Capital outflows in emerging markets as US Treasury rates soar… First since October last year

As US Treasury yields soar rapidly, global investors are pulling money out of emerging markets stocks and bonds. This is because when interest rates in advanced countries such as the US begin to rise, the attractiveness of investment in emerging countries is relatively weak.

The Financial Times (FT) reported on the 7th that, on the 7th, citing data from the International Financial Association (IIF), last week, an average of 290 million dollars (about 328 billion won) of capital per day in 30 emerging countries, including China, Russia, and India, was drained. This is the first time since October of last year that a net outflow of capital has occurred in emerging countries on a weekly basis.

Global investors poured $180 billion of funds into the stock and bond markets in emerging countries in the fourth quarter of last year following the news of the development of the Corona 19 vaccine.

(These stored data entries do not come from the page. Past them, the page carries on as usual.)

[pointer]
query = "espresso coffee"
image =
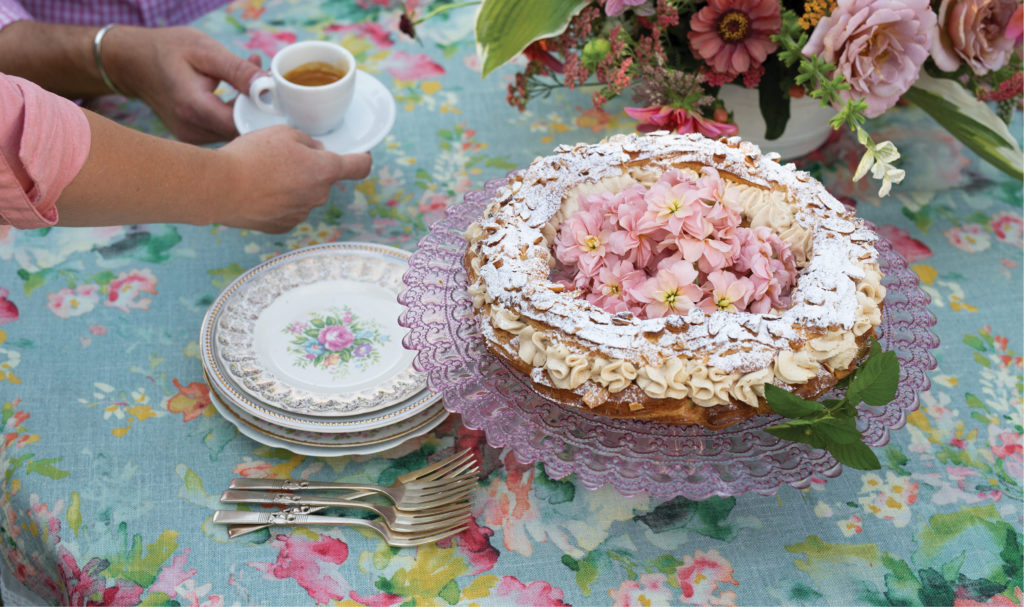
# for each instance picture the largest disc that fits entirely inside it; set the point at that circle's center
(314, 74)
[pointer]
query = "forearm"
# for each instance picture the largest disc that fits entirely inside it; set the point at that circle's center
(55, 56)
(130, 177)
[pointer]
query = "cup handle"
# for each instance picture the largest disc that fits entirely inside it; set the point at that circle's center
(261, 85)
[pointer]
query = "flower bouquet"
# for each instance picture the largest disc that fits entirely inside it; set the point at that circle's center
(960, 60)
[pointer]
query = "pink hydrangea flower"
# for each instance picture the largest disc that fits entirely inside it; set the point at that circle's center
(613, 286)
(669, 205)
(654, 251)
(725, 291)
(667, 118)
(583, 242)
(974, 32)
(635, 241)
(879, 46)
(672, 291)
(733, 36)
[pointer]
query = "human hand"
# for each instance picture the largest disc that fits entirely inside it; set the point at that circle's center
(278, 175)
(175, 72)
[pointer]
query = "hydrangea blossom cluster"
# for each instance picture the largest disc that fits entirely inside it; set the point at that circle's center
(667, 249)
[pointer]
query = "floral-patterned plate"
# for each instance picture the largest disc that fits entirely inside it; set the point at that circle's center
(314, 332)
(356, 443)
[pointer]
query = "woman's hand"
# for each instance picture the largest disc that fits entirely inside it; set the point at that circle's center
(280, 174)
(175, 72)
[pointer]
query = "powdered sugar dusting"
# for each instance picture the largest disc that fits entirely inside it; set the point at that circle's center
(515, 256)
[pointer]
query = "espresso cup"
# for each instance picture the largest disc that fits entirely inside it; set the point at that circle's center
(315, 110)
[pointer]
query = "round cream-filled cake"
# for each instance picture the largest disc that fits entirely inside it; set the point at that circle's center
(669, 277)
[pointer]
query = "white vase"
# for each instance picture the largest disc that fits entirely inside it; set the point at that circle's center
(807, 130)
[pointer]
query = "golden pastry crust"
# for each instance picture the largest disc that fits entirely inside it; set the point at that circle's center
(699, 369)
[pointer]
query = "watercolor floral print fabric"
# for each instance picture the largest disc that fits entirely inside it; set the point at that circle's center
(114, 458)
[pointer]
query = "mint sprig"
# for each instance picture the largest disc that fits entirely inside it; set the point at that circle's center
(832, 425)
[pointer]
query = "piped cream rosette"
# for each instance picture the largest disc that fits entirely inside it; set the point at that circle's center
(666, 369)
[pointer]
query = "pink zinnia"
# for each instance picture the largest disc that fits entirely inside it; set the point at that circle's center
(734, 36)
(667, 118)
(671, 292)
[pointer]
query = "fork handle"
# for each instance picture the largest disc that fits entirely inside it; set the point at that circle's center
(285, 518)
(278, 484)
(237, 529)
(286, 499)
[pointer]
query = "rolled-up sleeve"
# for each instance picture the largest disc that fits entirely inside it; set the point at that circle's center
(44, 142)
(11, 11)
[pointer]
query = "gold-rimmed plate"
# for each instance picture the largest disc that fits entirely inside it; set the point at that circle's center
(314, 333)
(331, 445)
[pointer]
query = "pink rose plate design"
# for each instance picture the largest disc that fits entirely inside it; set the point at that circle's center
(632, 456)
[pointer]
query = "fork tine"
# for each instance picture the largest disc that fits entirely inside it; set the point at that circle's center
(434, 487)
(409, 540)
(453, 497)
(434, 469)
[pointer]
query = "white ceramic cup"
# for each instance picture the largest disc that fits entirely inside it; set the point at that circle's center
(315, 110)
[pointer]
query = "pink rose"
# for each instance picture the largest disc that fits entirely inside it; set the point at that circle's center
(973, 32)
(336, 337)
(879, 46)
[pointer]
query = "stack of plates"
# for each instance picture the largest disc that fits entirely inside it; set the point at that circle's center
(304, 352)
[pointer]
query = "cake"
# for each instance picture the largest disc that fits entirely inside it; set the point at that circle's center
(669, 277)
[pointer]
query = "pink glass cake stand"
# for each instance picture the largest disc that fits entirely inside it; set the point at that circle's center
(632, 456)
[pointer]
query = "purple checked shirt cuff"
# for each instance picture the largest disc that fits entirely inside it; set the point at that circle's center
(10, 12)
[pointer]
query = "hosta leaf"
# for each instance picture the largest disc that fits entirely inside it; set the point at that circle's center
(505, 28)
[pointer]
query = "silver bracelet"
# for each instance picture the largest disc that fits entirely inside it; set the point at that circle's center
(96, 42)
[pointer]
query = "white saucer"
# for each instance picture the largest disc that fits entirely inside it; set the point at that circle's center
(369, 120)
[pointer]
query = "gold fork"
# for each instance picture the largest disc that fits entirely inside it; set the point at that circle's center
(397, 520)
(427, 487)
(424, 533)
(460, 470)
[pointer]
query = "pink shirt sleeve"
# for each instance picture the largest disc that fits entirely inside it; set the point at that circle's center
(44, 141)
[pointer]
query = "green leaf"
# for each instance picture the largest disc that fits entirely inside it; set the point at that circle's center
(855, 454)
(798, 431)
(33, 280)
(788, 404)
(451, 593)
(975, 342)
(505, 28)
(973, 401)
(841, 430)
(969, 120)
(876, 381)
(75, 512)
(46, 468)
(773, 101)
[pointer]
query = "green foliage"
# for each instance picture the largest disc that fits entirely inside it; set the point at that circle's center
(969, 120)
(833, 425)
(773, 99)
(708, 517)
(505, 28)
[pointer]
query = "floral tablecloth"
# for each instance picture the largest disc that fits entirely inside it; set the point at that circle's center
(114, 459)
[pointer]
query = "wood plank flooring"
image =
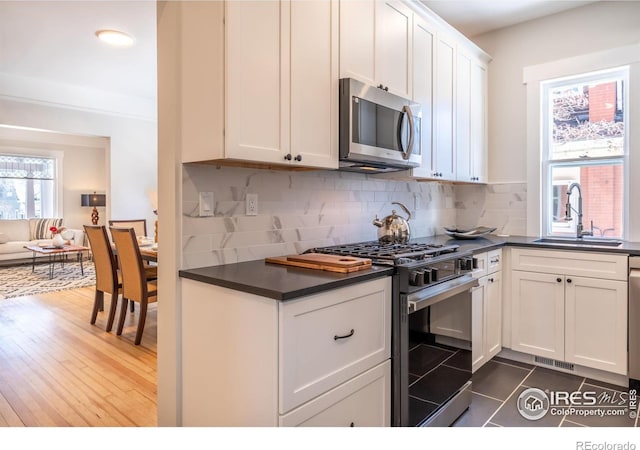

Even this year, this atmosphere hasn’t changed much. In January, the net inflow of capital into the emerging markets amounted to $20 billion, and in February, an additional $10 billion was added.

However, with the recent surge in US Treasury yields, more and more investors are stepping out of emerging markets. Assets in emerging economies generally become less attractive as bond yields in developed countries rise. This is because the method of borrowing money from developed countries with low interest rates and investing in emerging countries with high interest rates becomes difficult to make an effect.

The 10-year Treasury bond rate once exceeded 1.6% a year on the 5th. It jumped more than 1.0 percentage point in one year after reaching a record low of 0.54% per year on March 9, last year when the Corona 19 incident spread. Goldman Sachs predicts that the US Treasury bond rate could rise to 1.9% per annum at the end of this year.

Concerns about the so-called’austerity attack’ that hit the global financial market in 2013 are also growing. At the time, when the Fed announced that it would reduce the size of its asset purchases, the interest rate of US Treasury bonds also skyrocketed. Fed chairman Jerome Powell has announced a policy of continuing the monetary easing policy, but there is also a prospect that if inflation and economic recovery are faster than expected, tightening may occur.

IIF Chief Economist Robin Brooks said, “It is surprising that capital is running out of emerging economies, given that the global economy is still in its early stages of recovery.”